How does that require a "mastermind"? The man in the small boat was determined,
and the crew of the American ship was lax guarding it - end of story. "Second, we're
determined to deny weapons of mass destruction to outlaw regimes, and to their
terrorist allies who would use them without hesitation. The United States ,
working with Great Britain, Pakistan, and other nations has exposed and
disrupted a major black-market operation in nuclear technology led by A.Q.
Khan."
Outlaw regimes
with weapons of mass destruction? Doesn't that exactly describe Pakistan? And
before 9/11, that was pretty much the official American view. General Musharraf
is a coup-installed dictator, and his government developed atomic weapons in
direct opposition to American policy. Yet today, magically, he is listed with
democracies in the fight against terror.
Mr. Khan is
Pakistani and is regarded as father of the country's atomic-weapons program.
Despite assertions otherwise, it seems inconceivable his covert activities in
spreading nuclear know-how were unknown to his government.
"The United
States makes no distinction between those who commit acts of terror and those
who support and harbor them, because they're equally as guilty of murder."
Has Bush heard
the name Luis Posada Carriles, a man who blew up an airliner full of people and
is kept from facing trial in Venezuela? Of course he has, and that makes this
statement ridiculous.
"The terrorist
goal is to overthrow a rising democracy, claim a strategic country as a haven
for terror, destabilize the Middle East , and strike America and other free
nations with ever-increasing violence.
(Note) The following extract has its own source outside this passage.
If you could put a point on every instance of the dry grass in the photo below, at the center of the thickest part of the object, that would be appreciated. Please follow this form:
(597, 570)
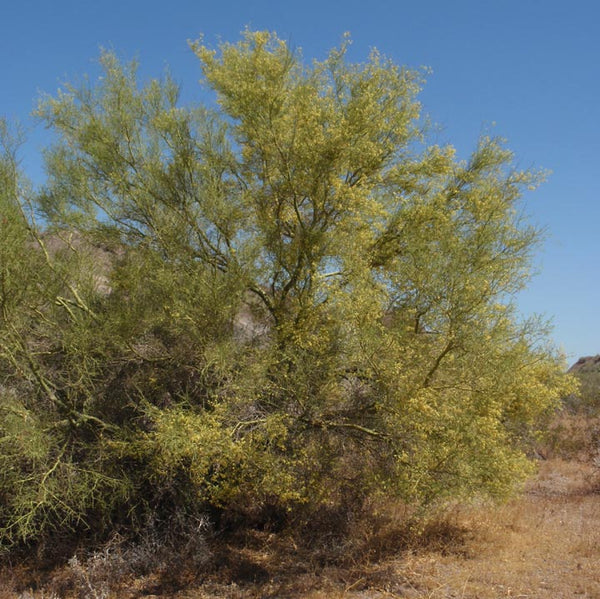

Our goal is to defeat the terrorists and
their allies at the heart of their power -- and so we will defeat the enemy in
Iraq."
This is
preposterous. Guerilla forces do not work this way. The hide, harass, and make
life unpleasant for those they oppose. Taking control of a state only invites
retaliation against a clearly-defined target. Look what Bush did to the city of
Fallujah, thinking it was a hotbed of terrorists. Marines turned it into a ghost
town, yet resistance still flourishes.
"With every
random bombing and with every funeral of a child, it becomes more clear that the
extremists are not patriots, or resistance fighters -- they are murderers at war
with the Iraqi people, themselves."
No, what they
mainly are is one side in a civil war precipitated by Bush's invasion, and civil
wars are always the nastiest wars. "Some observers
question the durability of democracy in Iraq. They underestimate the power and
appeal of freedom."
Democracy and
freedom are not the same thing. Majorities often deny minorities their rights
and freedoms. America has a long history of government with democratic trappings
that has denied freedom to others. Ask the people of Hawaii. Ask Hispanics in
Texas or California. Ask almost any black American.
Sunnis and
others in Iraq feel Bush has stacked things against their interests with the new
constitution, and they are right.
"We're standing with dissidents
and exiles against oppressive regimes, because we know that the dissidents of
today will be the democratic leaders of tomorrow."
But the people
Bush calls terrorists often are the dissidents in their own lands. Bin Laden
certainly could claim this description in his native Saudi Arabia.
"Iraqi soldiers
are sacrificing to defeat al Qaeda in their own country."
Al Qaeda? Is
that really Bush's enemy in Iraq? Surely, even he does not believe that. His
enemies there include the normal resistance fighters against invasion we would
find anywhere, native minority groups whose interests are threatened by the
government he installed, and undoubtedly many angry young men from other lands
who see grievous injustice in Bush's invasion.
The name War on
Terror is itself perhaps the darkest example of Bushspeak. You cannot have a war
on ideas, or a war on religious beliefs, or even a war on people's feelings of
grievance and injustice. The War on Terror is code for belligerent interference
in the Middle East . It is also code for the suppression of dissent in America,
something dear to the kind of people with which Bush surrounds himself, people
who lie, cheat, and profit from billions of dollars being squandered. And all
this crashes over us as a result of what the intelligence community calls
blowback from bad policies and neglect of years ago.